Why is the surgery being performed? Intussusception can cause reduced blood flow to part of the bowel, which would stop it functioning properly and can also lead to problems with infection. The effects of intussusception, like dehydration due to vomiting, can become serious quite quickly in children, so the condition needs emergency treatment.
Anatomical explanation of surgery (diagram):
If your child is not well enough to have an enema, or if the enema did not reduce the intussusception, your child will need an operation under general anaesthetic.
Your child’s surgeon will gently squeeze the bowel to push out the inner segment. He or she will also examine the bowel to see if there is blood flow to that part of the bowel and if it looks healthy.
The surgeon will remove any part of the bowel where tissue has died due to the lack of blood flow. The amount can vary, but the surgeon will leave as much bowel as possible.
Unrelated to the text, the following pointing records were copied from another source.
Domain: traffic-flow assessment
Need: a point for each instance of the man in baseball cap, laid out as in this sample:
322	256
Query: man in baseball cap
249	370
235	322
Any special test before surgery: An enema is usually the first treatment. A tube is inserted into your child’s bottom and air or oxygen is released into the bowel. This works by expanding the bowel, so that the intussusception corrects itself. If the enema works well, you will be able to return home in a day or so.
Preparations before surgery: If your child is dehydrated, he or she will need a drip of fluids for a while before treatment starts. Your child will also need a nasogastric tube, which is passed up the nose, down the food-pipe and into the stomach. This will drain off the stomach and bowel contents, and ‘vent’ any air that has built up, which will make your child more comfortable.
Risk of surgery: All surgery carries a small risk of bleeding during or after the operation. There is a chance that the bowel could be damaged during the operation, but this is very rare. If bowel damage occurs, this can be fixed in the same operation.
Care during Hospitalization:
Your child will come back to the ICU to recover.
For the first 48 hours after the operation, we will monitor your child closely. He or she may be connected to monitors to check his or her breathing, heart rate and oxygen levels. Your child will have been given pain relieving medications during the operation, but these will begin to wear off. For the first few days, pain relief will usually be given through a ‘drip’ and then, when your child is more comfortable, in the form of medicines to be swallowed.
Your child will not be able to feed during this period, to allow the bowel to recover. He or she will continue to have a drip of fluids and the nasogastric tube to drain off the stomach contents.
After a couple of days, your child will be able to feed again, starting with small amounts and increasing the amount as he or she tolerates it. When your child’s bowel has recovered completely, you will be able to feed him or her solids. The doctors will let you know when this is likely.
Your child will be able to go home once he or she is feeding well. This is usually a week or so after the operation.
Care at Home:
Diet: Usually liquid to semisolid diet for the 1st week after surgery
Bath: When your child has a bath, do not soak the area until the operation site has settled down.
Care of incision: Your child’s abdomen may feel sore for a while after the operation, but wearing loose clothes can help. The stitches used during the operation will dissolve on their own so there is no need to have them removed. If possible, keep the operation site clean and dry for two to three days to let the operation site heal properly.
Activity: Distract your child by playing games, watching TV or reading together can also help to keep your child’s mind off the pain.
Medications: Your child will need to have regular pain relief for at least three days, and we will give you the medications to take home with you
Symptoms to report to your physician. (Call your doctor when)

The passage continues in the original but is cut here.